Why invest ethically?
The myth of 21x impact
You may have come across a claim by the pension campaign group, Make My Money Matter, that “Making your pension green is 21x more powerful at cutting your carbon than giving up flying, going veggie and switching energy provider.”
While we are in support of the Make My Money Matter campaign to get people to green their pension, we don’t believe this is the right way of understanding the impact of pension or investment funds.
How should we understand the impacts of our decisions – particularly those around our finances? Let’s take the fictional example of Mrs Jones, who is on a mission to do what she can to reduce her carbon impact.
Firstly, she decides to do her weekly grocery shop on foot rather than using her petrol car. Her decision results in her using less petrol, which means her carbon impact is lower than before. The cause and effect is direct and easily measurable.
Next, she decides to stop buying meat (which generally has a high carbon impact) and instead buys plant-based foods. The real-world impact of this choice is not as immediate as her first because the meat that she would have bought has already been produced. However, over time the grocery shop will react to Mrs Jones’ changing diet by supplying less meat than before, which in turn will mean less is supplied by the producer, leading to lower carbon emissions produced.
Although this impact is less direct and immediate than the first, it is fair to say that Mrs Jones’ decision contributed to a reduction in carbon emissions.
Finally, Mrs Jones decides to green her investments by selling the shares she owned in a fossil fuel company and using the money to buy a stake in a renewable energy company. According to Make My Money Matter’s logic, this action would cut Mrs Jones’ carbon impact significantly because she is no longer responsible for the high carbon impact of the fossil fuel company.
The problem with this logic is that the carbon impact of the fossil fuel company has not reduced as a result of Mrs Jones selling her shares – the ownership of this impact has simply been passed to someone else. It is not right to claim that she has cut carbon because no carbon has actually been cut!
While Make My Money Matter’s ‘21x’ statistic may encourage people to green their investments, there is a danger that it might also make people complacent about other actions that have very direct impacts.
If you think that other actions pale in comparison to greening your investments, why bother reducing your daily intake of Brazilian grass-fed beef?
After reading the above, you might wonder why you should bother investing ethically, but there are several important reasons. The first is what we might somewhat cautiously call ‘associated impact’.
Some, if not most, of the positive impact associated with a product can be attributed to the end user (the person who buys and uses the electric car). But we can also attribute impact to others in the value chain, notably: those that run the company (the workers/managers) and the owners (shareholders).
Having a share in a company does not mean you can claim full responsibility for its impacts, positive or negative, but you are becoming part of the wider network that allows it to function and survive, so it is fair to say that your investment has an associated impact.
Expressing support for a sector
By purchasing shares you are expressing support for that company and the industry it represents – similar to how your vote at an election is a vote of confidence for a specific candidate and their wider political party.
When a company’s shares are in high demand, this is generally interpreted as a sign that it is healthy and its future prospects good.

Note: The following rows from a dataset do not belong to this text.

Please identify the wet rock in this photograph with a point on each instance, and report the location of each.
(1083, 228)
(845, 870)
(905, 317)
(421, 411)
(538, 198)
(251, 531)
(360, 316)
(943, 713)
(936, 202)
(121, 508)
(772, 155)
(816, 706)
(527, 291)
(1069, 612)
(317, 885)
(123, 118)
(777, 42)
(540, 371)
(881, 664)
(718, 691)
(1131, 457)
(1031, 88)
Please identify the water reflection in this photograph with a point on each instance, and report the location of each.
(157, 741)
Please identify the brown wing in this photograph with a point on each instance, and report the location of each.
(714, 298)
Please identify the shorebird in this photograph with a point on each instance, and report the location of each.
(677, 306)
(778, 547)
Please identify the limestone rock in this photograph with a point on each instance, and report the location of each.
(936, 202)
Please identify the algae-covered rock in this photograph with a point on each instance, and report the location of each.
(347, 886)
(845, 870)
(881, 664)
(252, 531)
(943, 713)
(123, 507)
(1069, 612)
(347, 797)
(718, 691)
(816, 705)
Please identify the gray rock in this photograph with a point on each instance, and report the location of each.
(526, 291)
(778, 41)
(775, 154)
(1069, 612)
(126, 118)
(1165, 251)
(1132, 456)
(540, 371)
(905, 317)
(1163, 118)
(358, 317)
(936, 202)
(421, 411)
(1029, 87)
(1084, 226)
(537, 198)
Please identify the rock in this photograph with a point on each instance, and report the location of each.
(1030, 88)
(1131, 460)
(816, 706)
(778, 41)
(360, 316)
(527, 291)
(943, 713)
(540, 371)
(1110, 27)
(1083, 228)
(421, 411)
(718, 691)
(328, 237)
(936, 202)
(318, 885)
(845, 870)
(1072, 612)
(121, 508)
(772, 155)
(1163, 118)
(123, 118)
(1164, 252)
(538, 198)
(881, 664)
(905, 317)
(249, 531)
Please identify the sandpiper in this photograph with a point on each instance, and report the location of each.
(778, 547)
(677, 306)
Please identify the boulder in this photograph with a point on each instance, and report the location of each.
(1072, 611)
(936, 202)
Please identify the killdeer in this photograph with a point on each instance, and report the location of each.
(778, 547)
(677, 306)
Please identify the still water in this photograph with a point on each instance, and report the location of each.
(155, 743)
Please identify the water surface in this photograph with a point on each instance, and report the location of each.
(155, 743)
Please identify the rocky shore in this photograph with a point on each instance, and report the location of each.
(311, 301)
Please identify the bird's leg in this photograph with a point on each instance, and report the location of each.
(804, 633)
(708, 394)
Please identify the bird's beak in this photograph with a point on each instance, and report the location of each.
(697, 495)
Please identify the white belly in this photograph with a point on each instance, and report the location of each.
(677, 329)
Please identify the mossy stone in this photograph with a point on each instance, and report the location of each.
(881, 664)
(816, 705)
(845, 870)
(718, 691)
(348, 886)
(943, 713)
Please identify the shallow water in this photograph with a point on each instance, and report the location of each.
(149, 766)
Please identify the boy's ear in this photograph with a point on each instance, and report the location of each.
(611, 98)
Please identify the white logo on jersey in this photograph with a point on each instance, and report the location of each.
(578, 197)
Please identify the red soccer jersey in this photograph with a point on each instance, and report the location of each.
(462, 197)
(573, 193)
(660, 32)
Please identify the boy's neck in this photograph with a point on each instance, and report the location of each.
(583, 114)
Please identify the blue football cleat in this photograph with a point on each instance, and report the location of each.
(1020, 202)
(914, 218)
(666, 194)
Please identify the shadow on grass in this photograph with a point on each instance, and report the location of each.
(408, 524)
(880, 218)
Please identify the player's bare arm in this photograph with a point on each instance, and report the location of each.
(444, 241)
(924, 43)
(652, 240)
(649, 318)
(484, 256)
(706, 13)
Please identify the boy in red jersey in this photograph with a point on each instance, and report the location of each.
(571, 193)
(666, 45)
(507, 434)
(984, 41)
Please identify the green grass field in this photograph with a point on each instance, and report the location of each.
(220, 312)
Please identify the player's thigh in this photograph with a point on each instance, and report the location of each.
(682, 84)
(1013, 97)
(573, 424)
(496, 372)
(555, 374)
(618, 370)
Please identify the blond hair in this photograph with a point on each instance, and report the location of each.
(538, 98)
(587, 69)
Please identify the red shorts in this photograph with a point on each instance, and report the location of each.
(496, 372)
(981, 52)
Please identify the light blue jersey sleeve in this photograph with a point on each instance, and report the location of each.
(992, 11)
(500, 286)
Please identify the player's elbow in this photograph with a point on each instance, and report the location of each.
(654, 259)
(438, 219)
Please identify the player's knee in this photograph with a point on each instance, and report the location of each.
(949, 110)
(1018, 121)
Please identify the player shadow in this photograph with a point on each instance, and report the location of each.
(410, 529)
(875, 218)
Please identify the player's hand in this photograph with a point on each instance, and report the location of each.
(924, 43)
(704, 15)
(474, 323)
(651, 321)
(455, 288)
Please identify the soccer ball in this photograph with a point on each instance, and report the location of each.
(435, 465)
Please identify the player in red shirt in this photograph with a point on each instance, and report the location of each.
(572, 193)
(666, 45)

This makes it easier for that company to raise capital in future. By the same logic, when no one wants to buy a company’s shares, it may be difficult for it to raise capital in future.
As such, maintaining a buoyant share price is important for a company’s longevity. If a significant number of investors choose to shun or divest from a particular company or sector, it will make it more difficult to operate in future. According to research into the oil and gas sector across thirty-three countries, published in the Journal of Economic Geography, divestment can reduce access to capital for fossil fuel companies and make further exploration more difficult.
A company’s share price can also drop dramatically, such as following a controversy. This was the case in 2020 when the share price of fast fashion retailer Boohoo dropped 18% following revelations about poor working conditions in its factories. Some investors, including Aberdeen Standard Investments, sold their shares, while the Boohoo PR team no doubt went into overdrive in order to stop all the other horses from bolting.
Voting and engagement
If you own shares in a company, you get the right to vote at their AGMs and other meetings – the more shares you own the more influence you have. This gives you power to vote on matters such as who runs the company day-to-day (if you don’t like what the director is doing you can vote them out) and what should happen to any profits made (should they be awarded as director bonuses or should they be used to finance the company’s carbon-reduction plan?).
If you own a significant number of shares, as investment funds often do, you will likely be able to engage with companies throughout the year, especially if you are a long-term investor, as many of the best ethical funds are. For example, an investment fund might pressure a company by threatening to withdraw its investment if that company doesn’t start reporting on its carbon emissions by a given date.
Asset managers should be transparent about how they have engaged with a company so that consumers can assess whether they are engaging and voting in a way that they agree with. Of course, engagement doesn’t necessarily yield results: one small, iconoclastic fish in a big, conservative pond will struggle to have significant influence. For this reason, asset managers should also report on the outcomes of their engagement, to show what effect, if any, they have had – signatories of the UK Stewardship Code are required to do this.